Un secret qui nuit aux droits de la défense ?
C’est cet équilibre entre l’efficacité opérationnelle, que les autorités cherchent à préserver en n’exposant pas trop certaines capacités informatiques, et les principes juridiques de l’État de droit, qui s’est retrouvé devant le Conseil constitutionnel. Et dans sa décision, l’institution a considéré que cet usage secret de certains outils est conforme à la Constitution.
Plus précisément, le Conseil a validé le second alinéa de l’article 706-102-1 du Code de procédure pénale, né de la loi sur la programmation et la réforme pour la justice en 2019. Cet article autorise justement le recours aux moyens de l’État soumis au secret de la défense nationale. La disposition étant valide, la QPC a été rejetée en conséquence.
Le Conseil constitutionnel observe une « conciliation équilibrée entre les exigences constitutionnelles », avec d’une part celles « inhérentes à la sauvegarde des intérêts fondamentaux de la Nation, dont participe le secret de la défense nationale », et d’autre part les garanties apportées par les textes fondamentaux, notamment la Déclaration des droits de l’homme et du citoyen.
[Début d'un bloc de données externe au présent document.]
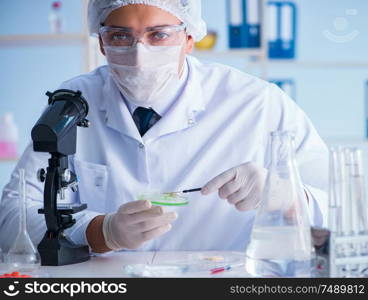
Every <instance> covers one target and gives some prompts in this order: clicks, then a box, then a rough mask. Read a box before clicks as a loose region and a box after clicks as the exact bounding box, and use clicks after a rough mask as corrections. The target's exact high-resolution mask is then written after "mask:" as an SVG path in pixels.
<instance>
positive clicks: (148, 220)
mask: <svg viewBox="0 0 368 300" xmlns="http://www.w3.org/2000/svg"><path fill="white" fill-rule="evenodd" d="M176 218H177V214H176V213H175V212H169V213H164V211H163V208H162V207H160V206H154V207H152V204H151V202H150V201H147V200H138V201H133V202H129V203H125V204H123V205H122V206H120V207H119V209H118V211H117V212H116V213H112V214H107V215H106V216H105V218H104V221H103V225H102V232H103V235H104V238H105V243H106V246H107V247H108V248H110V249H111V250H120V249H137V248H139V247H140V246H141V245H142V244H143V243H144V242H146V241H148V240H151V239H154V238H156V237H158V236H160V235H162V234H164V233H166V232H168V231H169V230H170V229H171V222H173V221H174V220H175V219H176Z"/></svg>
La décision rendue par le Conseil constitutionnel a été reçue diversement, selon les points de vue.
Guillaume Martine, avocat au barreau de Paris, a fait part de sa « déception », mais observe que le même Conseil a relevé un « certain nombre de garanties qui n’ont pas été respectées en l’espèce ». Et si la Constitution a été respectée, la loi ne l’aurait pas été, ajoute-t-il.
Son confrère, maître Robin Binsard, signale d’ailleurs que la suite du dossier sera devant la chambre criminelle, audience prévue le 14 juin 2022 où seront abordées les nullités de procédure relatives à Encrochat.
De l’autre côté du spectre, l’officier de gendarmerie Matthieu Audibert s’est lui aussi exprimé sur le sujet, y voyant là une « décision logique » : « Seul le dispositif de captation est protégé par le secret. Tout le reste est versé en procédure ». En clair, l’argument des avocats sur la déloyauté ne pouvait pas tenir, car seuls des points techniques ont été traités autrement.